MCerqua

Posted on Mar 17

OpenVoiceUI -AI-Voice Agent App Generates Live Canvas Pages Using OpenClaw

#ai #opensource #tutorial #agents

If you've been following OpenClaw — the open-source AI gateway that routes to any LLM provider — you've probably wondered: what can I actually build on top of it?

OpenVoiceUI is the first voice UI built on OpenClaw.
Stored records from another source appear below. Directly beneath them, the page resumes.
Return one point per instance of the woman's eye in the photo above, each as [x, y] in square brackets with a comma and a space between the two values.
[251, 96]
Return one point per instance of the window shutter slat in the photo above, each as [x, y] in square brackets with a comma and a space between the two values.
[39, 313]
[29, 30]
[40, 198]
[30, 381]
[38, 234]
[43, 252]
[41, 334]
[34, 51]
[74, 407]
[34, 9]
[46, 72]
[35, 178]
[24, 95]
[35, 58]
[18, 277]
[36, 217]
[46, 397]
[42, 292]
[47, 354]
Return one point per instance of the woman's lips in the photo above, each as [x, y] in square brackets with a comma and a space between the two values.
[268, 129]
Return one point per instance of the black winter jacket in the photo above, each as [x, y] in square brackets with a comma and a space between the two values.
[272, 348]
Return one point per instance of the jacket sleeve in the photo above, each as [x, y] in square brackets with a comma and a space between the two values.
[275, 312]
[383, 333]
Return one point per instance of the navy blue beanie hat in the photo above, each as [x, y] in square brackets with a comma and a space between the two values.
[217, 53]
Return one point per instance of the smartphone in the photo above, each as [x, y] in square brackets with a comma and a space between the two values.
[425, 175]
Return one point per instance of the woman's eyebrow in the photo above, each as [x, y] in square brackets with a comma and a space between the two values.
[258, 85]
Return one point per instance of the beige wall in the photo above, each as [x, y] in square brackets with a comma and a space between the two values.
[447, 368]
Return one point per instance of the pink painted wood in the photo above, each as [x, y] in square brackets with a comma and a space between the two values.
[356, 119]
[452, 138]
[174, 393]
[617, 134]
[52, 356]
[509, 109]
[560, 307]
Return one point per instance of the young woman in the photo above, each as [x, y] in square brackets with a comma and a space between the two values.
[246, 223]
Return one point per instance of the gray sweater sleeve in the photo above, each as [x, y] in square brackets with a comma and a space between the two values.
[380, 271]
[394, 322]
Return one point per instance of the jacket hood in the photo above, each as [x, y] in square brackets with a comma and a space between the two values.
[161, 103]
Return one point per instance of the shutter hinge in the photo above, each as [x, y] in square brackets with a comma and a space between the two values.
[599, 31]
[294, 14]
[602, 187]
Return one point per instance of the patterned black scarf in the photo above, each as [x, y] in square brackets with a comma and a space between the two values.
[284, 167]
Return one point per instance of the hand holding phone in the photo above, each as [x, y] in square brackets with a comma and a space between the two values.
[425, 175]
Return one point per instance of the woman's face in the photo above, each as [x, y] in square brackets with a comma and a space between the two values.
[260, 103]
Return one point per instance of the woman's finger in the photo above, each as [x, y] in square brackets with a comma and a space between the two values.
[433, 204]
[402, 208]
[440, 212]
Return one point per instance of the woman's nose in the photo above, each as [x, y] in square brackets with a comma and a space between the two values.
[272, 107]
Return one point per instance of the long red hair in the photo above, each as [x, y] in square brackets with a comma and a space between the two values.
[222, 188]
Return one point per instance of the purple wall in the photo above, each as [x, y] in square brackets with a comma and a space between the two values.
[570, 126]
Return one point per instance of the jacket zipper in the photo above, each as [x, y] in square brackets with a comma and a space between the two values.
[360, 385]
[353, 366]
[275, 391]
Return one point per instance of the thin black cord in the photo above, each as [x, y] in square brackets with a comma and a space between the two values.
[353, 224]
It gives OpenClaw a face, a voice, and a visual workspace. Talk to any LLM through your browser, hear responses spoken back, and watch the AI build live web pages during the conversation.

This tutorial gets you from zero to a running voice assistant in about 5 minutes.

What is OpenClaw + OpenVoiceUI?

OpenClaw is the gateway layer. It handles:

Routing to any LLM provider (Anthropic, OpenAI, Groq, Z.AI, local models)
Session management and context windowing
Tool use and agent orchestration
Auth profile management (swap API keys, add providers on the fly)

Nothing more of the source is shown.